Thursday, June 16, 2016

The psychology behind domesticating birds and animals

A Tharu house and ducks. Image by Flickr user Jean-François Gornet.CC BY-SA 2.0

If you have visited a rural Tharu household, you must have noticed different shaped enclosures for domesticated birds and animals.   

Also read: Unique enclosures for domestic birds designed by Tharus

Although, with the passage of time, the tradition of keeping domesticated birds and animals is being discontinued, pigeons, chickens, ducks, goats and pigs still are an essential part of a Tharu household.

But have you ever wondered why Tharus and other households in the Terai keep these birds and animals?

Let me take you to my ancestral house to analyse this.

I come from a strict vegetarian family. My grandparents and parents – all are vegetarians – and they were taught to be a vegetarian right from their birth. Now you can imagine the situation. Neither meat nor fish is allowed inside my house. And for a voracious eater like me, I need to either get to my neighbour’s for a plate of meat or build a make-shift oven out of three bricks and cook the delicacy in the cow-shed. That too in this modern day!

Now you will say why I am not changing all this. I have already started the change at my residence but I have never thought of changing the tradition at my ancestral home. It still, to me, is a sacred place.

The reason I am beating around the bush is to provide you with the context before I delve into what the title of the blog says.

In spite of being a strict vegetarian, my grandmother used to keep pigeons and goats. And my grandfather would always complain about this during the meals. He was finicky about cleanliness and he would always point to the droppings of pigeons and goats, making my grandmother run around with broom all the time and shoo away the pigeons while he would be eating.
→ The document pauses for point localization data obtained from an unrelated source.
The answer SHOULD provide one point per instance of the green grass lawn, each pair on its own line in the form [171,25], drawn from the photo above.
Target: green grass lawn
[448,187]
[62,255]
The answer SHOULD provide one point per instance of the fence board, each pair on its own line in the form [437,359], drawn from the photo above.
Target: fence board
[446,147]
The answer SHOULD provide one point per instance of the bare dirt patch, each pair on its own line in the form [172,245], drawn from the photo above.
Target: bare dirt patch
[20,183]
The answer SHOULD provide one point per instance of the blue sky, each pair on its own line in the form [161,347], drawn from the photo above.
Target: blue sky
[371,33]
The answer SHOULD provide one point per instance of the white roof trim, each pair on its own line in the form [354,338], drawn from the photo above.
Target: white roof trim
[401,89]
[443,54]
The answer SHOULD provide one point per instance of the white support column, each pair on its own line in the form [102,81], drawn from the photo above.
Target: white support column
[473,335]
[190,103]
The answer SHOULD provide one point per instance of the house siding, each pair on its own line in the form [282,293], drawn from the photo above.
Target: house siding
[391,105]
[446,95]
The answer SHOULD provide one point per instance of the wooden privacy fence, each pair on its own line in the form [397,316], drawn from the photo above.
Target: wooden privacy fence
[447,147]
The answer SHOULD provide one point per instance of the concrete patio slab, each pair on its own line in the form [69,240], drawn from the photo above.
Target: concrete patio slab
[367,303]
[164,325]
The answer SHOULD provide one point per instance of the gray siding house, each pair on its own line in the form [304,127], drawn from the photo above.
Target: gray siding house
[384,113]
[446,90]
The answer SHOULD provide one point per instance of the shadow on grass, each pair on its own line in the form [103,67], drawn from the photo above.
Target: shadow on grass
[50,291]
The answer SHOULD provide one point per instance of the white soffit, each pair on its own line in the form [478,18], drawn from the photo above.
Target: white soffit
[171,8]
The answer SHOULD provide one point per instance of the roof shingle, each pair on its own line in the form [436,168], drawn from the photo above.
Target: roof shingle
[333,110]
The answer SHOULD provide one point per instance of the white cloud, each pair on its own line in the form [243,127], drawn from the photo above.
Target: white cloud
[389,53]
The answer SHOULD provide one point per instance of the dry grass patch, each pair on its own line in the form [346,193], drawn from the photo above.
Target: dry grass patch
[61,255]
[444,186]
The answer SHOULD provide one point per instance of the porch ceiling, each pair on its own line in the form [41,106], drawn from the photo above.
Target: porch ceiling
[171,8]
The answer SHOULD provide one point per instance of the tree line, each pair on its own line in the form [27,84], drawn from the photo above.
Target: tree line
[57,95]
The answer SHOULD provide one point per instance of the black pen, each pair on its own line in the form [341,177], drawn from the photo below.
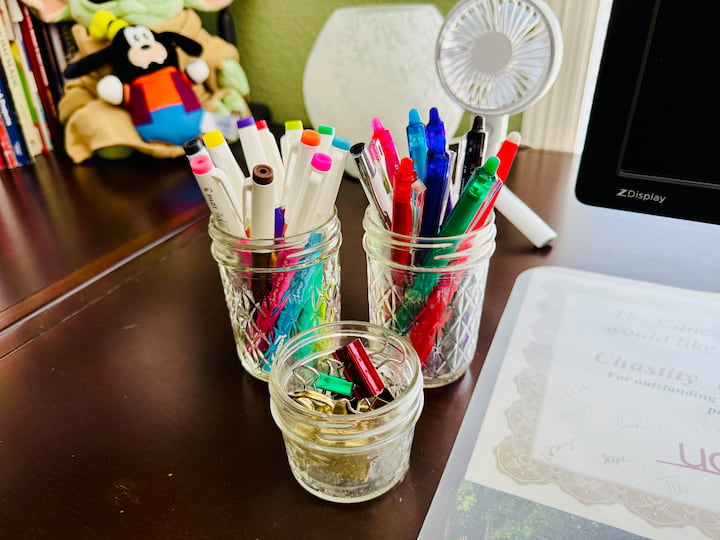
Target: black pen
[474,152]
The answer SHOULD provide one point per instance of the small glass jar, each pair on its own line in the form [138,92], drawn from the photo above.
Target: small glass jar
[276,288]
[336,453]
[430,290]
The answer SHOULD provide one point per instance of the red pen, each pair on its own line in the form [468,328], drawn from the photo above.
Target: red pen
[506,154]
[383,137]
[408,194]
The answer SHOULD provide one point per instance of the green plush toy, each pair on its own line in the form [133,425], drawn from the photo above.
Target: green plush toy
[93,126]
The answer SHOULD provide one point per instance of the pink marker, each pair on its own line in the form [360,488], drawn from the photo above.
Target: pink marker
[300,214]
[383,138]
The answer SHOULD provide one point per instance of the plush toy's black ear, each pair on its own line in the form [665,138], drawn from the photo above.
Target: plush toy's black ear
[88,64]
[173,39]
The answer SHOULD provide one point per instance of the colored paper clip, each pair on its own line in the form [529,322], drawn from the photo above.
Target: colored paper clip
[367,382]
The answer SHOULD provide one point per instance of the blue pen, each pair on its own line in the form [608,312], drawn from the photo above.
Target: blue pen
[435,128]
[300,296]
[417,142]
[436,186]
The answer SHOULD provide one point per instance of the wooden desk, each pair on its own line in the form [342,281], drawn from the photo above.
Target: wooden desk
[62,225]
[129,415]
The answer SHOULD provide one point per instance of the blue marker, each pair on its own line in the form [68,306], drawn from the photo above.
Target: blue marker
[417,143]
[436,186]
[435,128]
My grandmother is a lady who likes to see her surrounding clean all the time. That’s why she didn’t raise chickens and ducks. The pigeons and goats are considered to be clean ones. 

We would never give a damn about her pigeons and goats but every year when I visited her there would be plenty of little pigeons to eat. Now don’t tell me not to eat pigeons, I have already left eating them. However, if you are a meat-eater, it’s tasty and really good for health.

Then, every time, we would sacrifice them to appease our forefathers and the village deity. We have discontinued this tradition as well. We have replaced the sacrificial rites with offering laddus to the deities.

Sometimes, my grandmother would sell the newly-born pigeon chicks to meet the daily household expenditures.

And it brought me to tears when my grandmother took out a pair of gold ear-rings and a tilhari (an amulet like ornament worn by married women) for my would-be wife. She had saved the money by selling the goats!

Now, let me go to the psychology behind rearing all these.

First and foremost, they are good source of protein. They can be culled anytime. No wonder, if you visit a Tharu household, you will be offered the fresh meat of these birds.

Secondly, they are can be treated as petty cash. You can sell them whenever you are in need of money.

Thirdly, you can feed them the leftovers from your daily meals. In a way they help minimise your food wastage.

Finally, the goat and bird droppings can be used as an organic fertiliser.

So, why not continue the tradition being followed in the Tharu villages? Let’s continue it!